Fungsi kedua dari penyesahan
sebelum penyaliban adalah untuk mempercepat proses kematian. Penyesahan itu
penyebabkan darah mengalir dengan deras. Seorang terhukum yang telah kehabisan
darah selama tahap penyesahan ini tentu saja akan lebih cepat menemui ajalnya
ketika ia disalibkan. Metode ini memang lazim untuk mengurangi derita orang
yang disalib. Tanpa didahului penyesahan, seseorang dapat seharian penuh
tergantung di kayu salib.
Fungsi ketiga adalah untuk
memuaskan orang-orang yang mengajukan tuduhan. Dalam kasus “pengadilan” Yesus,
fungsi inilah yang diterapkan oleh Pilatus. Pilatus memerintahkan para
prajuritnya untuk menyesah Yesus supaya dapat memuaskan orang-orang Yahudi dan
terutama para pembesarnya. Mengapa? Karena sebelumnya Pilatus tidak menemukan
secuil pun kesalahan dalam diri Yesus (bnd. Yoh.8:38b, 19:4). Penyesahan ini
dimaksudkan Pilatus untuk menggugah belas kasihan orang-orang Yahudi untuk
terhadap Yesus. Oleh karena itu penyesahan ini adalah strategi Pilatus untuk
membebaskan Yesus yang telah dinyatakannya sebagai orang yang tidak bersalah.
Pilatus membawa keluar Yesus
yang mengenakan mahkota duri dan jubah ungu. Yesus sudah disesah oleh para
prajurit. Pilatus menyatakan bahwa ia tidak mendapati kesalahan apa pun
pada-Nya. Pilatus berkata, “Lihatlah manusia ini!” Perkataan ini mengandung
arti: masak sih orang seperti ini mau menjadi raja orang Yahudi? Bebaskan saja
Dia. Toh Dia tidak punya potongan untuk menjadi seorang raja. Dia tidak layak
menjadi seorang raja. Penyesahan dan olok-olokan adalah jalan strategi Pilatus
untuk membebaskan Yesus. Akan tetapi semua itu tidak menggerakkan para penuduh
untuk membebaskan Yesus. Olok-olok tidak membuat mereka tertawa. Tontonan itu
malah semakin menguatkan keberingasan mereka terhadap Yesus. Alih-alih iba dan
membebaskan Yesus, mereka berteriak, “Salibkan Dia! Salibkan Dia!” (Sumber: St.

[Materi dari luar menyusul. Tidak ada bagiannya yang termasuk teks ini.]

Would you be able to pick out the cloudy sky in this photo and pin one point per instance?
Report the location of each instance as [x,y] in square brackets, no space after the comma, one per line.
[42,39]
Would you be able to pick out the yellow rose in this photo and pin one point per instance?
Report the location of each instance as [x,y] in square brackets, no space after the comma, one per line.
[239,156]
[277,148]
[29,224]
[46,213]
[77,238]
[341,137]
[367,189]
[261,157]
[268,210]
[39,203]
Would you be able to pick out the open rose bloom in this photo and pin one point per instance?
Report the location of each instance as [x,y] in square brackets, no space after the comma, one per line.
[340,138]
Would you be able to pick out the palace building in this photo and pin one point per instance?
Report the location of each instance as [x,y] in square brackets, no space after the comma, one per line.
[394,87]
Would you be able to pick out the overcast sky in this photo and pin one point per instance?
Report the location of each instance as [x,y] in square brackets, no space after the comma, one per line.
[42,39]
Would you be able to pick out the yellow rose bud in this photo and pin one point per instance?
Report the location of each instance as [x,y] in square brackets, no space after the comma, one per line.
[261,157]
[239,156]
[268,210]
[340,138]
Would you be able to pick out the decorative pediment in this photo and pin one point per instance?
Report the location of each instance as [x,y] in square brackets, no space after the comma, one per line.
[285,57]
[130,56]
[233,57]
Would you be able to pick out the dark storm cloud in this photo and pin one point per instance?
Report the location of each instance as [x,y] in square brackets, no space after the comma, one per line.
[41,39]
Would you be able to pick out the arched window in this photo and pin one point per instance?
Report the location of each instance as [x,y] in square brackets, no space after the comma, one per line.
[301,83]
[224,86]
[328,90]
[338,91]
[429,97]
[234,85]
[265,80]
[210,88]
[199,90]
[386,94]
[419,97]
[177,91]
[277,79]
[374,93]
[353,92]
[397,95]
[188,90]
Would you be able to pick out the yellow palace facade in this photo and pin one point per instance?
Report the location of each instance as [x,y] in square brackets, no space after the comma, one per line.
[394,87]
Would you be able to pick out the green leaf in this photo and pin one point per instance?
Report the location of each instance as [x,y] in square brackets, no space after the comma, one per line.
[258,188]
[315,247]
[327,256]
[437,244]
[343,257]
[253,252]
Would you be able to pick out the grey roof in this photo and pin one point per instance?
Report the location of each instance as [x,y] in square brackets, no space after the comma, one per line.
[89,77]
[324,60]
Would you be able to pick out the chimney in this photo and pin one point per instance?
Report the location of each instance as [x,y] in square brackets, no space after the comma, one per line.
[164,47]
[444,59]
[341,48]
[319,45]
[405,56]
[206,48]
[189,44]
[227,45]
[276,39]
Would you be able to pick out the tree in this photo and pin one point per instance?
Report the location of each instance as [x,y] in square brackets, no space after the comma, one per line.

Eko Riyadi, dalam YOHANES, Firman yang
Menjadi Manusia)
Pilatus kembali membawa Yesus
ke dalam ruang pengadilan. Ia semakin takut dengan desakan orang-orang Yahudi
yang berteriak, “Jikalau engkau
membebaskan Dia, engkau bukanlah sahabat Kaisar. Setiap orang yang menganggap
dirinya sebagai raja, ia melawan Kaisar.” (Yoh.19:12).
Pilatus ada dalam sebuah
dilema. Di satu sisi ia tidak menemukan kesalahan apa pun dalam diri Yesus. Di
sisi lain ia di desak oleh orang-orang Yahudi. Dalam ketakutannya, Pilatus
sekali lagi bertanya kepada Yesus tentang asal-usul-Nya: “Dari manakah asal-Mu?”
Pertanyaan Pilatus ini sebenarnya adalah pertanyaan kunci dari seluruh Injil.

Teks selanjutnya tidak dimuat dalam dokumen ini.